Jerry Brown wasn’t movie-star smooth at his inaugural ceremony Monday. His head bobbed up and down as he read from a script without a teleprompter. But there was something real about him, which is probably part of the reason he won the race for governor of California over former eBay boss Meg Whitman.
The 72-year-old Brown interrupted the flow of his taking the oath, by ad-libbing “California — the great exception that it is…” — a reference to the state going Democratic in the recent midterm election, while the rest of the nation was leaning right. And he ended his short address by not-quite singing the old song, “California Here I Come (Right Back Where I Started From),” a reminder he’s been there, done that.
In between, Brown didn’t promise much, except loyalty to the state and “no new taxes unless the people vote for them.” He praised his father, Edmund G. Brown, who was governor in the ’60s, and initiated California’s vast water system.
And he referred to his own two terms as governor, starting in 1974. “I’m following in my own footsteps,” he joked. But the remarks offered little indication how the new governor would solve the terrible financial mess the state is in: a growing $25 billion budget deficit and an unemployment rate topping 12 percent.
With former governors Arnold Schwarzenegger and Gray Davis on hand, Brown seemed confident he could deal with the mess. There have been 10 recessions since World War II, he said, and the state is still flourishing. He cited Silicon Valley and Hollywood as engines of growth.
But he admitted the situation is “dire.” More cuts in an already heavily cut state budget seem to be on tap, though Brown talked about preserving the environment and improving schools – both expensive state initiatives. Like Schwarzenegger before him, he called for cooperation between the Democrats and Republicans rather than the demagogy and cynicism that has marked past relations between legislators.
How he intends to change remains to be seen.
Brown was not specific during the campaign, nor was he this week, as to what he would do to balance the state budget.
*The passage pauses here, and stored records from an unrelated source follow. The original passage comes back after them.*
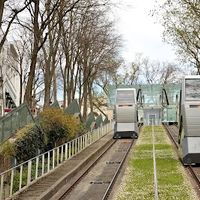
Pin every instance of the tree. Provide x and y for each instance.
(181, 21)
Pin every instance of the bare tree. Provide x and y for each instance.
(181, 20)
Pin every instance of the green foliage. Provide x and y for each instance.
(6, 149)
(29, 142)
(58, 126)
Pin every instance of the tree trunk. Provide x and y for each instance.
(29, 87)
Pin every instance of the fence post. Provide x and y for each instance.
(1, 187)
(11, 182)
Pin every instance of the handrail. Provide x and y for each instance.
(23, 175)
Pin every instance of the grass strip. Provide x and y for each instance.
(138, 181)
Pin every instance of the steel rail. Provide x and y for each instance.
(68, 190)
(189, 168)
(110, 186)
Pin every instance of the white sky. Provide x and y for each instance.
(140, 32)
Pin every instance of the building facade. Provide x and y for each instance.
(9, 79)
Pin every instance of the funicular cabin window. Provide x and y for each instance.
(125, 97)
(192, 89)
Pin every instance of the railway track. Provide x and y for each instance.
(97, 181)
(194, 171)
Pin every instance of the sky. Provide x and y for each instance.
(140, 31)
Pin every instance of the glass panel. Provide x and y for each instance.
(125, 96)
(192, 89)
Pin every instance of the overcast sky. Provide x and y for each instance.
(139, 31)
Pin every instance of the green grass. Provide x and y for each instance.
(139, 181)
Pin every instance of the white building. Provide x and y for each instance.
(9, 77)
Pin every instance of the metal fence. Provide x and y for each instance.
(20, 177)
(13, 121)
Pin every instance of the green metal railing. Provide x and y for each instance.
(13, 121)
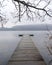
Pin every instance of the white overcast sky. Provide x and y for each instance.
(9, 7)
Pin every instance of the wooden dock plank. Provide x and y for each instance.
(26, 54)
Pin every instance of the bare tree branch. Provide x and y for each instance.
(29, 5)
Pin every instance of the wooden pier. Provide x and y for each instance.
(26, 53)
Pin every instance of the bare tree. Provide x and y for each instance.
(32, 8)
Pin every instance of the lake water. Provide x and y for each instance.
(10, 39)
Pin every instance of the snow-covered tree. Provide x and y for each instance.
(38, 8)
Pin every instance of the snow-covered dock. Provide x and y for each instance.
(26, 53)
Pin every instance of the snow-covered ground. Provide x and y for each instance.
(10, 39)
When Schwarzenegger first ran for governor, he promised to clean up the mess in Sacramento, eliminate boards and commissions and cut costs. But his first act on taking the oath was to eliminate a recently enacted car tax, a move that cost the state $4 billion. He didn’t use the political capital that comes with a landslide victory to do what he’d promised, and soon that capital disappeared.
Now Brown returns to Sacramento after a big win, and has to decide how he can capitalize on that victory to get the state budget under control. Early indications are that he may be set to make deep cuts in social service benefits, parks, libraries, redevelopment agencies, and state universities and colleges. Nearly everyone would feel the pain, and the good feeling that comes with winning the election could quickly evaporate.
He is also thought to be considering a June ballot measure to extend higher tax rates on income, vehicles and sales. But tax measures usually lose these days, and that’s a loss would put the once and future governor in the hole.
So Jerry Brown has his work cut out for him. The word is that California — with its 37 million people and its deep recession — is ungovernable. If Brown can prove that wrong, nobody is quite sure how he’s going to do it – perhaps not even Jerry Brown.